Your script has numerous errors. Probably try https://shellcheck.net/ before asking for human assistance.
You need to update the value of the variable inside the loop.
You seem to be reinventing pgrep
, poorly.
(The regular expression tail*
looks for tai
, tail
, taill
, tailll
... What do you actually hope this should do?)
To break out of a loop and continue outside, use break
.
The braces around your loop are superfluous.
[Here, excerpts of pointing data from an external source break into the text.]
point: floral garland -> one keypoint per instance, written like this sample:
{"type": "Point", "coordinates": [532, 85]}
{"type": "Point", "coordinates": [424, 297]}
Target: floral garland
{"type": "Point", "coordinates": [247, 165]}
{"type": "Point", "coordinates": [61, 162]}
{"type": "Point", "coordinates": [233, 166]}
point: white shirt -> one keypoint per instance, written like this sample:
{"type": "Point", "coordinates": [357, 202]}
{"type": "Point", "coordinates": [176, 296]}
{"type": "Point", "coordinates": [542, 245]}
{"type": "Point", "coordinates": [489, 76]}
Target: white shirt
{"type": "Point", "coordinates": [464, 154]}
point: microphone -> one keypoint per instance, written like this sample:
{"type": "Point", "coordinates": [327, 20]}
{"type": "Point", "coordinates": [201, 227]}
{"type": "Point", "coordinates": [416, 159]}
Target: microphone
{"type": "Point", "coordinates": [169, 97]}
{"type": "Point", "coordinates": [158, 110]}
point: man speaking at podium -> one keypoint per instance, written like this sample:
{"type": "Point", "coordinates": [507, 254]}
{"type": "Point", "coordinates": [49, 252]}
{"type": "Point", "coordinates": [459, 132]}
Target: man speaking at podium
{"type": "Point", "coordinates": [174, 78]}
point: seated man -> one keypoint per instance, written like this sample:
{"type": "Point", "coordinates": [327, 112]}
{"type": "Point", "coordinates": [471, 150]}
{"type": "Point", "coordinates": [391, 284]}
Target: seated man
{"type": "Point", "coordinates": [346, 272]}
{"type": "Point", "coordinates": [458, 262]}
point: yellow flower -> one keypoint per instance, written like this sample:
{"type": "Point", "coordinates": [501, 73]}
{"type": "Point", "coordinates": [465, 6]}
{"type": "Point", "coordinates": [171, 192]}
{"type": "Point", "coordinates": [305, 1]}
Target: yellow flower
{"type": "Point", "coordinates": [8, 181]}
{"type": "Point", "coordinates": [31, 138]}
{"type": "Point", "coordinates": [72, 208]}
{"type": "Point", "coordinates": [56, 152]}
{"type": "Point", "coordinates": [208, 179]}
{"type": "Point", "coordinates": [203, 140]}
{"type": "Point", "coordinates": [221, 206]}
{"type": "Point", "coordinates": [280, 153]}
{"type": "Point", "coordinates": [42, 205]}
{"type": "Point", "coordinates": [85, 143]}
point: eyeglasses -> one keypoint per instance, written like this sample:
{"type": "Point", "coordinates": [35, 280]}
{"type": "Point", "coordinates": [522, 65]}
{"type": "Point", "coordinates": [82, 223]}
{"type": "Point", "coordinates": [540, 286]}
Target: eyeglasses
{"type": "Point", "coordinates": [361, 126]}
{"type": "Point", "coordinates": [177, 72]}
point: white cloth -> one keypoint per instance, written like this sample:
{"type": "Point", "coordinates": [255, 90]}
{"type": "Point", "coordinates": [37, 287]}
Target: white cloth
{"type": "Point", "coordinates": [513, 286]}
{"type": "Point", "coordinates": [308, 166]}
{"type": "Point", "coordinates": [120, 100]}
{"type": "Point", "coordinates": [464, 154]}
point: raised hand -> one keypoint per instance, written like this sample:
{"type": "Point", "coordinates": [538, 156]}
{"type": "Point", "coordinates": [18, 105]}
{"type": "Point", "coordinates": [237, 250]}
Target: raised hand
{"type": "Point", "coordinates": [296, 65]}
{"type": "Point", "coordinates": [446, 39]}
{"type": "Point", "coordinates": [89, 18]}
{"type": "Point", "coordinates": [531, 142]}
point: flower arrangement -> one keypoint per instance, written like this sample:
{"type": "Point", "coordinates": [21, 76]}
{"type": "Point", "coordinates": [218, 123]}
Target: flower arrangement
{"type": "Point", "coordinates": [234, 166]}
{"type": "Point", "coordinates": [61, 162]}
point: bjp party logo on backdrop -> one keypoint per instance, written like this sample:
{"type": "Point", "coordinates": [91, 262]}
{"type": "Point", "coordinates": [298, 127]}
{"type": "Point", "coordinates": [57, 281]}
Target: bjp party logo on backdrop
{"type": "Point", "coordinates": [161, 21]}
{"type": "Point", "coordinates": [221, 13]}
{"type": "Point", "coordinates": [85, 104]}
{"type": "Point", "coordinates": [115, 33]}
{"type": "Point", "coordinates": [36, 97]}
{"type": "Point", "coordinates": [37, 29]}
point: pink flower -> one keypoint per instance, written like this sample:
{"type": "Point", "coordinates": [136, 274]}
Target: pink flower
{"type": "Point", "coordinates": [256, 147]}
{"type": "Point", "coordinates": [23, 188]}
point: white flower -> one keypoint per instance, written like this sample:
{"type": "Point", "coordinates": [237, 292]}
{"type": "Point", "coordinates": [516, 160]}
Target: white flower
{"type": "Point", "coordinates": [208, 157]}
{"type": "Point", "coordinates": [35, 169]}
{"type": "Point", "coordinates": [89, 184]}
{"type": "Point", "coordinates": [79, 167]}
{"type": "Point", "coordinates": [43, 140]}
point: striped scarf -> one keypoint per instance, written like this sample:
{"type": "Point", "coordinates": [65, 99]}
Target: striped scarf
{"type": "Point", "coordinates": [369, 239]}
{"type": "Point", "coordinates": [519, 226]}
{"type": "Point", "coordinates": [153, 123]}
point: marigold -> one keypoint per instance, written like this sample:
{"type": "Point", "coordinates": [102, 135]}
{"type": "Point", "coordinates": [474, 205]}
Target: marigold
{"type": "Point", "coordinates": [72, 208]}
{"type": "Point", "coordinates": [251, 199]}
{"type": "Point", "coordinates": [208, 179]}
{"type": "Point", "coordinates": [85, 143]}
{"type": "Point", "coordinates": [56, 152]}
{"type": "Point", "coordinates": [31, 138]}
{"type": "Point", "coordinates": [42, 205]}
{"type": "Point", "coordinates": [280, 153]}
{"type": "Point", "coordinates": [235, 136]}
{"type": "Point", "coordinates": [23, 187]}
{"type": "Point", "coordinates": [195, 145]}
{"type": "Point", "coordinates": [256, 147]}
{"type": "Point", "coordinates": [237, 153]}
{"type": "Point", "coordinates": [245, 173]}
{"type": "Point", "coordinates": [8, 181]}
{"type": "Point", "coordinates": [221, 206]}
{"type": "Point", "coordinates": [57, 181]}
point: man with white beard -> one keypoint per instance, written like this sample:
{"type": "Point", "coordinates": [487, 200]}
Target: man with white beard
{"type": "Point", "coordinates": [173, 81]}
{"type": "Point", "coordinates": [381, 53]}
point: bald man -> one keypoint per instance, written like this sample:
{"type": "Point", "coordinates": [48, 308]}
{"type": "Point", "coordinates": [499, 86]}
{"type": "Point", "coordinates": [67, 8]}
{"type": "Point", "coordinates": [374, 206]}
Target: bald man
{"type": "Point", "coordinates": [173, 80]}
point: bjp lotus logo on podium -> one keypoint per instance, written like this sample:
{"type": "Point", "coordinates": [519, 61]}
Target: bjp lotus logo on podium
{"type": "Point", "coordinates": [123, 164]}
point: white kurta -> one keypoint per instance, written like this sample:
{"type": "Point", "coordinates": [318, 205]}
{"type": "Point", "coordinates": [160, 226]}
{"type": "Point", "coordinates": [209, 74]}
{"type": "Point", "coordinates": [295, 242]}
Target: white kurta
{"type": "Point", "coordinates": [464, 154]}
This is shell script, not C or Perl.
You are probably looking for something like
while true; do
if ! pgrep tail; then
echo "Sending mails ...."
break
fi
done
This avoids the use of a variable entirely; if you do need a variable, don't use upper case for your private variables.
Based on information in comments, if you have a number of processes like
tail -2000f /var/log/log.{1..10}
and no way to check their PIDs any longer, you might want to use fuser
to tell you when none of them are running any longer:
while true; do
fuser /var/log/log.{1..10} || break
sleep 60
done
echo All processes are gone now.
Unfortunately, fuser
does not reliably set its exit code - test on the command line (run tail -f $HOME/.bash_profile
in one window and then fuser $HOME/.bash_profile && echo yes
in another; then quit the tail
and run fuser
again. If it still prints yes
you need something more.)
On MacOS, I found that fuser -u
will print parentheses when the files are still open, and not when not:
while true; do
fuser -u /var/log/log.{1..10} 2>&1 | grep -q '[()]' || break
sleep 60
done
On Debian, fuser
is in the package psmisc
, and does set its exit code properly. You will probably also want to use the -s
option to make it run quietly.
Notice also the addition of a sleep
to avoid checking hundreds or thousands of times per second. You would probably want to make the same change to the original solution. How long to wait between iterations depends on how urgently you need the notification, and how heavy the operation to check the condition is. Even sleep 0.1
would be a significant improvement over the sleepless spin lock.